Al fin y al cabo, su oportunidad había sido el año anterior, cuando se encontró con Gauss en el Bosque de Jade. Después de aquello, su carrera como aventurera pareció tomar un rumbo completamente distinto.

Pero pensó que esas palabras sonaban un poco cursis, así que, tras meditarlo un momento, no llegaron a salir de sus labios.

—Entonces, ¿qué situación especial ha ocurrido hoy? —No pudo evitar sentir curiosidad por la respuesta anterior de Gauss.

Gauss señaló la puerta.

Le hizo un gesto a Aaliyah para que la cerrara.

No solo mantenía la puerta abierta para que se ventilara la habitación, sino también para ser el primero en ver regresar a sus compañeros.

Al fin y al cabo, el motivo de su inusual permanencia en el cuarto era precisamente para hablar con Aaliyah sobre la comisión de esa mañana.

—¿Tanto misterio? —Aaliyah mandó a sus mascotas de vuelta a su cuarto antes de cerrar la puerta y buscar una silla para sentarse.

—Esta mañana el Gremio me ha ofrecido una comisión confidencial, de alto riesgo y alta recompensa. Consiste en someter a un grupo de duendes de la tribu Diente Negro. De momento les he respondido que me lo pensaría, porque quería hablarlo primero contigo y con Serdur… —le explicó Gauss a Aaliyah, usando la Técnica de Comunicación para informarla de lo ocurrido por la mañana.

Tomaba esta precaución porque el consejero del Gremio le había aconsejado específicamente que no revelara el contenido de la comisión.

Sin embargo, eso era todo lo que podía hacer, y debería bastar.

Si alguien realmente quisiera «escuchar a escondidas».

Primero tendrían que romper este Truco y, casualmente, centrarse en sus movimientos en este preciso instante, ser capaces de evitar su Detección y que él los descubriera. Solo cumpliendo todas las condiciones anteriores, podrían llegar a saber la información sobre la comisión de la que hablaba.

Pero un personaje de ese calibre seguramente tendría canales de información mejor informados que la mayoría de los aventureros.
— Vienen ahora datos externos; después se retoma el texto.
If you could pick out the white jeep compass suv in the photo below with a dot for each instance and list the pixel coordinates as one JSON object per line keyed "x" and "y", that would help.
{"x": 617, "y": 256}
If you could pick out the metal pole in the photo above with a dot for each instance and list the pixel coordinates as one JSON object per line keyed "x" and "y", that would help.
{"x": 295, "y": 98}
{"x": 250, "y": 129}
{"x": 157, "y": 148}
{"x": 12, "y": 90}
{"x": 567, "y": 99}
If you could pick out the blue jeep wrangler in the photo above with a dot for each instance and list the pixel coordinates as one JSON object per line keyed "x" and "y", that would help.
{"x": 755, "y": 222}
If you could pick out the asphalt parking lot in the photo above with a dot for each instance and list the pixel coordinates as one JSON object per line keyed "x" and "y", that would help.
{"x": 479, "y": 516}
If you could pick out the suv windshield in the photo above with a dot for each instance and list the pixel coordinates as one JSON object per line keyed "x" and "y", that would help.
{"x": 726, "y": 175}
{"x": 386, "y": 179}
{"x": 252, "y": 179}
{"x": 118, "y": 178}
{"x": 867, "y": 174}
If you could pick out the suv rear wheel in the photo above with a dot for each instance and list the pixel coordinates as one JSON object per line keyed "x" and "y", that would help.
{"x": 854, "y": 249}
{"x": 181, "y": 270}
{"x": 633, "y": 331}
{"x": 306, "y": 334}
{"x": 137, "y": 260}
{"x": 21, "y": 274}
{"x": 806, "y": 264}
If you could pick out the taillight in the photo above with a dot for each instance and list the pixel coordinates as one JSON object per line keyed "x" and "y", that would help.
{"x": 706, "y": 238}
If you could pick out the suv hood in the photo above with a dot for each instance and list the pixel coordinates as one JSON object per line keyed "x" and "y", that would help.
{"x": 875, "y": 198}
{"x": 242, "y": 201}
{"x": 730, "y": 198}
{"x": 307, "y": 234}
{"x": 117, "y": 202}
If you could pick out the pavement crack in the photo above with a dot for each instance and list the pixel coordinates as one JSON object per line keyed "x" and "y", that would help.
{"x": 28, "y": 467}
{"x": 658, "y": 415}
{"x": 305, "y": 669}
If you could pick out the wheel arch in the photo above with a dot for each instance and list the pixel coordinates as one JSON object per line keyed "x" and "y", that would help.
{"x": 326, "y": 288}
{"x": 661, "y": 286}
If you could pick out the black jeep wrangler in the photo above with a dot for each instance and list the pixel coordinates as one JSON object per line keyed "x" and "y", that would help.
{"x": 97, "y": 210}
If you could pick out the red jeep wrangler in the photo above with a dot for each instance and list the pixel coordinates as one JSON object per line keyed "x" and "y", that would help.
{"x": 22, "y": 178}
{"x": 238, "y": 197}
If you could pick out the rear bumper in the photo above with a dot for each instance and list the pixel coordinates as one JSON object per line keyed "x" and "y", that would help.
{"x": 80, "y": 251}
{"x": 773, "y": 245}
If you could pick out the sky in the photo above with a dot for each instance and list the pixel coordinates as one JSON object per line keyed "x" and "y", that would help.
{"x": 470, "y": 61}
Una información tan aparentemente «secreta» podría no ser ninguna novedad para ellos.

Cuando Aaliyah terminó de escuchar la información, se quedó sumida en sus pensamientos por un momento.

Aunque por costumbre le dejaba la mayoría de las decisiones del equipo a Gauss.

Eso no significaba que no lo sopesara en su mente.

Aunque la probabilidad fuera pequeña, si Gauss mostraba signos de irracionalidad, ella debía intervenir para señalar los problemas.

—La tribu Diente Negro…

Ese nombre no le resultaba desconocido.

Cualquier aventurero con un mínimo conocimiento de la historia de la guerra contra los Demonios habría oído hablar de las cinco grandes tribus de duendes.

Imaginar a millones de duendes irrumpiendo en territorio humano como un océano… Solo de pensar en una escena tan aterradora, se le helaba a uno la sangre.

Se dice que incluso hoy en día, en algunas cordilleras remotas y poco visitadas en el corazón del Reino Humano, todavía existen descendientes de aquellos duendes de hace cien años.